Of the M0 patients, two women showed LOH in their first serum sample that which disappeared during the adjuvant therapy. By contrast, in serum of two further M0 patients with an initial LOH-negative result, LOH could only be observed in the second and third serum samples (Additional file 3).

The M1 serum samples displayed more frequent LOH during treatment than M0 serum. Whereas two women of the cohort showed LOH in their first serum sample which disappeared during therapy, four patients were initially LOH-negative, and LOH was only detected during therapy in the second and/or third serum samples (Additional file 3).
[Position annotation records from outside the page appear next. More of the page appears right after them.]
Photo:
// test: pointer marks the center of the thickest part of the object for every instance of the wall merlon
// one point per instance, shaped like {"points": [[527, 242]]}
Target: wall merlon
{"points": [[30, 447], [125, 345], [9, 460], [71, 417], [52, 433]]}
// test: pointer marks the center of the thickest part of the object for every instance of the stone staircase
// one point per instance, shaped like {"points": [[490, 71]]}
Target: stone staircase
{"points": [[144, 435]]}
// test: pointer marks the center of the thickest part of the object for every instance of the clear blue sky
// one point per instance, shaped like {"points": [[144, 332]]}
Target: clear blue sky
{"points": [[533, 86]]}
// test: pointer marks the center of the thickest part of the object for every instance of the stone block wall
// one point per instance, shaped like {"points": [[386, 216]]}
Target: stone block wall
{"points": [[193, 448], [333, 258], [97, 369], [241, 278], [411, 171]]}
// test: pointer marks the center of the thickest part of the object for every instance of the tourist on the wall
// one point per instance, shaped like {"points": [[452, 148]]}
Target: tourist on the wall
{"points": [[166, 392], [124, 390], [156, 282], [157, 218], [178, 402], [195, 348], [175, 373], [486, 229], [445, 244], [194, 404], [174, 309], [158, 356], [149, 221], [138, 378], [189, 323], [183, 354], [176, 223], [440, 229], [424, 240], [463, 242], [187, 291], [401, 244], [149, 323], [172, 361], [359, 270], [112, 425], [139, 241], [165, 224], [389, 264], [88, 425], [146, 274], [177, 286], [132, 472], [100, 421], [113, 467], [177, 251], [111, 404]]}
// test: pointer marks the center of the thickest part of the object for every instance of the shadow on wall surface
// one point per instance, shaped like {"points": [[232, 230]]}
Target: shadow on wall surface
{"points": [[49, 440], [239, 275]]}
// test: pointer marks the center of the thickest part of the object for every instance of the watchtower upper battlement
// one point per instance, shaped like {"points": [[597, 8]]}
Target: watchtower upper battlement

To determine whether a correlation exists between clinical parameters of the BCa patients and LOHs detected at the different microsatellite markers, we compared tumor size (T1, T2, T3/4), nuclear grade (G1, G2, G3), axillary lymph node status (positive/negative), estrogen receptor (positive/negative), progesterone receptor (positive/negative), the proliferation antigen Ki-67 (low ≤30%/high > 30%) and HER2 expression (positive/negative) with the occurrence of LOH in the different clinical samples. In Additional file 4, the statistically significant associations of LOH profiles detected in primary tumors and blood serum samples with the clinical data are summarized. In the tumor samples, several significant correlations could be detected. The occurrence of LOH at three markers (D3S1255, D9S171 and D17S855) was significantly associated with higher nuclear grade of tumors. At the marker D17S250 LOH was associated with negative estrogen and progesterone receptor status and the high expression of the proliferation antigen Ki-67. Besides its association with the nuclear grade, the marker D9S171 also showed a correlation with the antigen Ki-67 (Additional file 4). Interestingly, in M0 blood serum samples a correlation of LOH at the locus D3S1255 to positive axillary lymph node status was observed (Additional file 4, P = 0.05). Only M0 patients with a positive lymph node status harbored LOHs at this marker. Also, both M0 and M1 blood serum samples together showed a significant correlation of positive axillary lymph node status to LOH at this marker (Additional file 4, P = 0.004).